Agis de telle sorte que tu puisses aussi vouloir que la maxime de ton action devienne une loi universelle

– Kant

C’est un bon départ, mais que je juge pourtant insuffisant si l’on souhaite définir une discipline morale intransigeante et objective.

Car le despote ou le fanatique pourraient retourner l’argument de Kant de cette manière :

J’agis de telle sorte que tous devront agir selon ma loi, devenue universelle

Je rapproche en outre cette notion de « loi » morale à la notion de liberté par la « loi que l’on se prescrit » de Rousseau, en ceci que l’utilisation du concept de « loi » pour définir les notions de morale (vertu) ou de liberté est une impasse car, en laissant l’individu face à lui-même et surtout à ses « principes », elle ne parvient pas à outrepasser le subjectivisme.

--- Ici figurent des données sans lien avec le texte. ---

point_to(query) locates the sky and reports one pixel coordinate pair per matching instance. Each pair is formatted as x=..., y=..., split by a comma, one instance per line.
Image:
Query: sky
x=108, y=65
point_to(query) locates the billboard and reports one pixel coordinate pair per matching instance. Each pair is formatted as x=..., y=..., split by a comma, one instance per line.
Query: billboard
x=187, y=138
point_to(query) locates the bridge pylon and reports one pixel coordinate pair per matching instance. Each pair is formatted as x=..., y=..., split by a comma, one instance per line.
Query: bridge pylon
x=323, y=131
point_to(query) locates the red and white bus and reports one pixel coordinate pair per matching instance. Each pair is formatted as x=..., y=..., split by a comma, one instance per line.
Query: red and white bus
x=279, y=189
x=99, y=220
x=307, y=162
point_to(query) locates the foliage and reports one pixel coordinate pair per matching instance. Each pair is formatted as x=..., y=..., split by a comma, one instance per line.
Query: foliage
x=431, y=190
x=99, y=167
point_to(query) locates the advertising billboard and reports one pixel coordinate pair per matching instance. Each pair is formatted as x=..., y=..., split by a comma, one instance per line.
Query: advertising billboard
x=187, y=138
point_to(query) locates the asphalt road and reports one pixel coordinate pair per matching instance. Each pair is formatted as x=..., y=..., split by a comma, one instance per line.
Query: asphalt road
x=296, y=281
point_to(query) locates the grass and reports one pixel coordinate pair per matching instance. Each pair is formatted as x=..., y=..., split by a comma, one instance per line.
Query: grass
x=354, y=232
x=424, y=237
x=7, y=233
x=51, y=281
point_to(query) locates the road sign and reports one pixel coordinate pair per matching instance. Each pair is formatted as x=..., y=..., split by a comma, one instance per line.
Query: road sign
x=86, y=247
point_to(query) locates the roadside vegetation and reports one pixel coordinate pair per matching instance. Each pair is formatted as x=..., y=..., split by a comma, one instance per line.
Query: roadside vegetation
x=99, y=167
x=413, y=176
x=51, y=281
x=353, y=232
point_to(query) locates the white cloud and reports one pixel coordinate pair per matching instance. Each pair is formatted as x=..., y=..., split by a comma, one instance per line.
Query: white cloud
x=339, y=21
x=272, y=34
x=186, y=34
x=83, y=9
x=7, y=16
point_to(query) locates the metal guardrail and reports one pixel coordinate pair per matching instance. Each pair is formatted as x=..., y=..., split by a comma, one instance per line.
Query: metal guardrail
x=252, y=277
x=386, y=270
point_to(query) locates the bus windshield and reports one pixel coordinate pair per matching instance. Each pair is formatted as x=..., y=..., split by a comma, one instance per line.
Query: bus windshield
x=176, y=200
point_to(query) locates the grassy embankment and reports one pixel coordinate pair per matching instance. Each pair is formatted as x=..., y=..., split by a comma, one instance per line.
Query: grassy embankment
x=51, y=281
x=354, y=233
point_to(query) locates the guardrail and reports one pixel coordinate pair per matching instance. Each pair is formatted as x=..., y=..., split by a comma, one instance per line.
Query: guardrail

C’est pourquoi je pense que la vertu, comme la liberté, se trouvent dans un état de tension envers et contre le monde et soi-même, sans autre principe que la renégociation permanente de ses principes.

Discordance créatrice

Destruction leads to a very rough road but it also breeds creation.

– Red Hot Chili Peppers, Californication

(ma traduction : la destruction mène à un chemin semé d’embuches, mais elle engendre aussi la création.)

Inspiration schumpéterienne pour ce concept de « discordance créatrice » qui transpose au domaine des idées la « destruction créatrice » de l’économiste. Il ne s’agit d’ailleurs que d’un retour aux sources puisque, initialement, Schumpeter s’est lui-même inspirée de la pensée de Nietzsche pour aboutir à ce concept.